Selasa, 01 Agustus 2017

FLORICULTURE FESTIVAL MARKS REVIVAL OF INDONESIAN FLORICULTURE by Fardah

Jakarta, Aug 1, 2017 (Antara) - A series of activities highlighting the Indonesian Floriculture Festival 2017, organized in Jakarta on July 24-29, marked the revival of floriculture as one of the country's economic assets.
           Coordinating Minister for Economic Affairs Darmin Nasution officially designated July 24, as Indonesian Floriculture Day at his office on that day.
           On July 28, a seminar on national floriculture was organized at the Bogor University of Agriculture (IPB) Convention Center. On July 29, the Indonesian Floriculture Expo was held at the Baranangsiang Campus of IPB and was officiated by Mufidah, the spouse of Vice President Jusuf M. Kalla.
           On July 30, Bogor hosted the Floriculture Carnival, and IPB Rector Herry Suhardiyanto declared the "Love Indonesian Floriculture" Movement to encourage sustainability and promotion of the floriculture sector.
            The events were organized by the office of Coordinating Minister for Economic Affairs in cooperation with the agriculture ministry, the IPB, and the Bogor municipality, Dr Syarifah IIs Aisyah, chairperson of the organizing committee, stated.
        Tens of flower-decorated vehicles went around the city, including to the Bogor Botanical Garden, during the carnival, which was officially kicked off by Bogor Mayor Bima Arya Sugiarto and his deputy, Usmar Hariman.
        Other activities highlighting the carnival were an agricultural and culinary bourse, flower arrangement contest, fashion show, talk show, marching band competition, and flower-decorated vehicle contest. Indonesian flowers were used in all the activities.

        This year's Indonesian Floriculture Expo is aimed at reviving the floriculture industry in Indonesia.
          While opening the expo at the IPB campus, Mufidah expressed hope that the revival of Indonesia's floriculture business would begin and be able to compete internationally.
        "Indonesia has huge potential in the floriculture field, which has an important role in the nation's economic development," she noted.
           Indonesia has been acknowledged by scientists as one of the world's centers of mega biodiversity for its abundant species of flora and fauna and a wide range of natural habitats.
           According to data compiled by the Indonesian forestry ministry, the country's forests are a habitat for 38 thousand plant species, including 27,500 species of floral plants, or 10 percent of the world's floral plants.
        IPB Rector Prof. Herry Suhardiyanto remarked that on an average, the production and productivity of Indonesia's floriculture agribusiness had increased by 27 percent every year. The floricultural planting area increased by 15 percent annually, and its contribution to the gross domestic product went up by 12 percent.
         Indonesia earned US$20 million from floriculture exports, and 750 thousand people worked in the floriculture sector.
          "Several tropical flowers having potential commercial value include orchids, heliconia, and celosia," Suhardiyanto pointed out.
         He believed it is time for the floriculture sector to become the backbone of the country's agricultural sector and economic development.
         Despite the fact that Indonesia has huge floriculture potential, the nation is still facing several problems in developing the business.
          Among the problems are serious damage to the production environment, lack of supporting infrastructure and facilities, poor land ownership, limited access to capital funding, and lack of coordination among supporting sectors needed for the development of the floriculture agribusiness.
         "The IPB is concerned about these problems.
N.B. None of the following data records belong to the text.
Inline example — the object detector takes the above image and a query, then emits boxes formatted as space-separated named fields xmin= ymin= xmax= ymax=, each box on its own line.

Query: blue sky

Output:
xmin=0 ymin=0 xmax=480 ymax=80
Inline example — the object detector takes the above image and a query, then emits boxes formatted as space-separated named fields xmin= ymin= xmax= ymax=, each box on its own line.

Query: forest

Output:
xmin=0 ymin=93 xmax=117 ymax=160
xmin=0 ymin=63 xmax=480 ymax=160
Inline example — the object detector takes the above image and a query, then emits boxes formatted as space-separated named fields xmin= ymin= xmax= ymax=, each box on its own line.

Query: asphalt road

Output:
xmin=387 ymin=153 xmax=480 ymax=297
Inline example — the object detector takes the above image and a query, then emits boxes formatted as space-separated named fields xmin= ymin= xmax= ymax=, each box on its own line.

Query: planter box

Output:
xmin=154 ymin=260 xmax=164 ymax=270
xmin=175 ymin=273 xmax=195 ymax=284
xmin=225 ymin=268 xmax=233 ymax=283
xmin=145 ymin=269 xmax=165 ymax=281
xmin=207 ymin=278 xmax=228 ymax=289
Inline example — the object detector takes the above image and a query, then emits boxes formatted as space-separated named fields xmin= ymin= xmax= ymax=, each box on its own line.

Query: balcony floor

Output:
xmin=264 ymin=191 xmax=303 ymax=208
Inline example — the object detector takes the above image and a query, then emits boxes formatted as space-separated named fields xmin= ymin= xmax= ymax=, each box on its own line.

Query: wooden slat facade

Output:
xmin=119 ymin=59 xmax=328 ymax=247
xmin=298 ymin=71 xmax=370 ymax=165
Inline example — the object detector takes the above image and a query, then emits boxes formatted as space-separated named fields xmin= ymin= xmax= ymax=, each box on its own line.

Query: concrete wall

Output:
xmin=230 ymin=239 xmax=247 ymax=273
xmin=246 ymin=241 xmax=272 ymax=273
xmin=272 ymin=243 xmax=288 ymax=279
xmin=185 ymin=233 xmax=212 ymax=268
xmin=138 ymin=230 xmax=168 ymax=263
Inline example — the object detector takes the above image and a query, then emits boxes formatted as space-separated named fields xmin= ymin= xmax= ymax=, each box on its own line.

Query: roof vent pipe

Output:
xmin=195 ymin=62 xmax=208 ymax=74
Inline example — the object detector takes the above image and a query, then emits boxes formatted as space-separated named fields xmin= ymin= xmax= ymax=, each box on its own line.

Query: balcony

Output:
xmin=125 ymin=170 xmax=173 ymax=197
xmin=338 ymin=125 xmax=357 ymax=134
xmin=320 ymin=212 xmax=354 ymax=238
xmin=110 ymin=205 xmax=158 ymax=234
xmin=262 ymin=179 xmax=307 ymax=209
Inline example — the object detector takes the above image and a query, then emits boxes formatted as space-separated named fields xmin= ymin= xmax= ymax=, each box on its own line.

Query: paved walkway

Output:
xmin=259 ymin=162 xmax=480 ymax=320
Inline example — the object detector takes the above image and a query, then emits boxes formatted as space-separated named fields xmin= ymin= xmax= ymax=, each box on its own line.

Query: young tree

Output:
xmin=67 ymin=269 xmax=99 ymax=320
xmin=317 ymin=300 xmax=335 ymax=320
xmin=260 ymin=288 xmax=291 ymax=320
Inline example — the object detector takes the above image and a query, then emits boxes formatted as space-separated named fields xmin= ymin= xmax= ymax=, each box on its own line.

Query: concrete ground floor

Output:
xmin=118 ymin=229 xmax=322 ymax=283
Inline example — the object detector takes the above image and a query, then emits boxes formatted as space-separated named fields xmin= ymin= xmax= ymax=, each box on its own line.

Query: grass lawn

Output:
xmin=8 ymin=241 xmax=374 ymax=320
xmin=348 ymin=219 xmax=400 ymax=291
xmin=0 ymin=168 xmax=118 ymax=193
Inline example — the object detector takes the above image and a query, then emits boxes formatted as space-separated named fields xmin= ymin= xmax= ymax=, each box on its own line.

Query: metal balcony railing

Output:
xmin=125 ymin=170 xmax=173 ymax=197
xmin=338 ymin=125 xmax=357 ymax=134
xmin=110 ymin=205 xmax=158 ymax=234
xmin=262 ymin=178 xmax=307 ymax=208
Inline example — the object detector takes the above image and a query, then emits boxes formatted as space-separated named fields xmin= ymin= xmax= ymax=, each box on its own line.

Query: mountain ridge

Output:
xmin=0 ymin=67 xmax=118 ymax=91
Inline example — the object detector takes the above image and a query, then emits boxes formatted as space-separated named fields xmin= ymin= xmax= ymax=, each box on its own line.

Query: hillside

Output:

Together we should boost Indonesia's floriculture by involving the government, academicians, and business sectors. The media also plays a role in promoting Indonesian flora," he remarked.
          Indonesia is believed to have huge potential to become one of the world's largest flower and fruit exporters, as the country has been blessed with fertile land as well as fruits and flowers that are abundant, both qualitatively and quantitatively.     
    Owing to the country's germplasm diversity and tropical climate, floriculture and horticulture commodities can grow well and consequently contribute significantly to the nation's economic growth.
         The Indonesian Floriculture Expo, initially called the Nusantara Flora and Fruit Festival, has been organized regularly by the Bogor University of Agriculture since 2013 at the initiative of the office of the Coordinating Minister for Economic Affairs and in cooperation with the Agriculture Ministry, the Indonesian Flower Association, and several regional and provincial governments.       
   In 2015, President Joko Widodo had suggested to upgrade the festival to an international event and to be developed into two separate events: one for fruits and the other for flowers.
        "The objective is to make the events more focused," Aisyah said.    
    Indonesia's main export flower varieties are orchids, roses, jasmines, chrysanthemum, and tuberoses.
        However, floricultural trade in Indonesia remains relatively small despite the size of the country and the potential volume of flowers for exports that could be produced.
         Existing flower production centers are split among six key regions of Indonesia: Jabotabek, North Sumatra, Riau, East Java, West Java, and Central Java.